Spitzensport und Studium – geht das zusammen?
Adlershofer Studenten auf Olympiakurs
Sie trainieren für die Olympiaqualifikation und besuchen gleichzeitig Vorlesungen an der Universität – rund 15 Spitzensportler studieren am Campus der Berliner Humboldt-Universität (HU) in Adlershof. Beides miteinander zu vereinbaren, ist für Maria Kurjo und Philipp Herder eine echte Herausforderung.

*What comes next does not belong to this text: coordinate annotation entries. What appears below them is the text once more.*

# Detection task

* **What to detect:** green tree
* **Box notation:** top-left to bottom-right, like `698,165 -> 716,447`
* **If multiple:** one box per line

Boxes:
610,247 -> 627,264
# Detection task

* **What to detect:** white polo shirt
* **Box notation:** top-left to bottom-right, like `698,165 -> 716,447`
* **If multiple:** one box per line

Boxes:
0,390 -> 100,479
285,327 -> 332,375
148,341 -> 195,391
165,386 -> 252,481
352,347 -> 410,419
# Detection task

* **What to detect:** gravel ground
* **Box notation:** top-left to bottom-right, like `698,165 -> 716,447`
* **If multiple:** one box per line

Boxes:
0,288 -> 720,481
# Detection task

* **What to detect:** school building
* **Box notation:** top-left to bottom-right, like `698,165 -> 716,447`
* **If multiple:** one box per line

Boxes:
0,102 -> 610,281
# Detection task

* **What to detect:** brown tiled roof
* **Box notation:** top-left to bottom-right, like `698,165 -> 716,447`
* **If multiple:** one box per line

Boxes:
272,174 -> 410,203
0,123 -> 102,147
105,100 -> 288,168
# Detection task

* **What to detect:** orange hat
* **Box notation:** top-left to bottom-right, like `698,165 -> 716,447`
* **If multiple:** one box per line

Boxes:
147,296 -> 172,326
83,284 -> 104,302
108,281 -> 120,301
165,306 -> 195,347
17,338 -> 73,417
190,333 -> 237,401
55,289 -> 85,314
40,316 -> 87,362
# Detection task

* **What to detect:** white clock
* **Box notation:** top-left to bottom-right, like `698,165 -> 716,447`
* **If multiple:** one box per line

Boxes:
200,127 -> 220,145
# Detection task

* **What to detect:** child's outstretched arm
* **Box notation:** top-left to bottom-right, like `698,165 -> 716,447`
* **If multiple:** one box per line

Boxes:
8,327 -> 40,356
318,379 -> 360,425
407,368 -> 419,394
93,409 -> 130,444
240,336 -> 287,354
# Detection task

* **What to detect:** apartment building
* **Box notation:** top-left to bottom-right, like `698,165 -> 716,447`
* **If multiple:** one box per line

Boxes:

Rio de Janeiro 2016: Deutschland bei den Olympischen Spielen vertreten, das ist ihr großes Ziel. Wasserspringerin Maria Kurjo, 25 Jahre, A-Kader der Nationalmannschaft, ist als Kind im Sportunterricht entdeckt worden: „Zu Beginn hat es einfach Spaß gemacht, später faszinierte mich die Herausforderung, immer neue Sprünge zu lernen. Ich brauche eine sehr große Kontrolle über meinen Körper, um in der Luft solche Akrobatik zeigen zu können. Das macht für mich die Sportart aus.“
Maria Kurjo, Wasserspringerin und Psychologie-Studentin
Maria Kurjo ist Deutsche Meisterin im 10-Meter-Synchronspringen, Vierte bei der Europameisterschaft 2015, sie nahm an den Olympischen Spielen 2012 teil, ist Mitglied der Sportfördergruppe der Bundeswehr – Sport ist ihr Hauptberuf. Aber Maria Kurjo wollte auch unbedingt studieren. Spitzensport und Studium – geht das überhaupt? Ja, denn Spitzensportler bekommen Unterstützung. Basis dafür bildet eine Kooperationsvereinbarung der HU mit dem Olympiastützpunkt Berlin, die bereits seit 2002 besteht und kontinuierlich ausgebaut wurde. „Das ist total wichtig!“ nickt Maria Kurjo, die nun im dritten Semester ist. „Vormittags Training, mittags Uni, abends Training. Dazu Trainingslager oder Wettkämpfe. Ich brauche sehr viel Disziplin und Fleiß, anders geht das nicht.“ Unterstützt wird Maria dabei von einem Mentor an ihrem Institut. Er und 14 weitere auf die Fakultäten und Institute der HU verteilten Mentoren helfen bei der Organisation des Studiums. „Training hat ja Priorität, gerade wenn es um die Olympiaqualifikation geht. Da muss man die Vorlesungszeiten und die Prüfungen irgendwie koordinieren“, weiß Maria Kurjo aus Erfahrung.
Studium und Spitzensport
Neben Marie und Philipp werden rund 60 aktuelle Bundeskaderathleten und circa 90 weitere, sportlich erfolgreichen Studierende bei ihrem Balanceakt Duale Karriere unterstützt. Hierbei arbeiten der Olympiastützpunkt Berlin, die Zentraleinrichtung Hochschulsport sowie die jeweiligen Mentoren, Fach-, Verwaltungs- und Servicebereiche der Universität eng und in regem Austausch mit den entsprechenden Athleten zusammen. Ein Projektkoordinator, finanziert über Drittmittel des Bundesministeriums für Bildung und Forschung, ist Dreh- und Angelpunkt des Betreuungssystems an der HU. Er hilft insbesondere beim Übergang in die Hochschule, beim Studieneinstieg und der Studienplanung. Ein speziell ins Leben gerufenes, studentisches Mentorenprogramm vernetzt studierende Spitzensportler untereinander und fördert damit den informellen Austausch.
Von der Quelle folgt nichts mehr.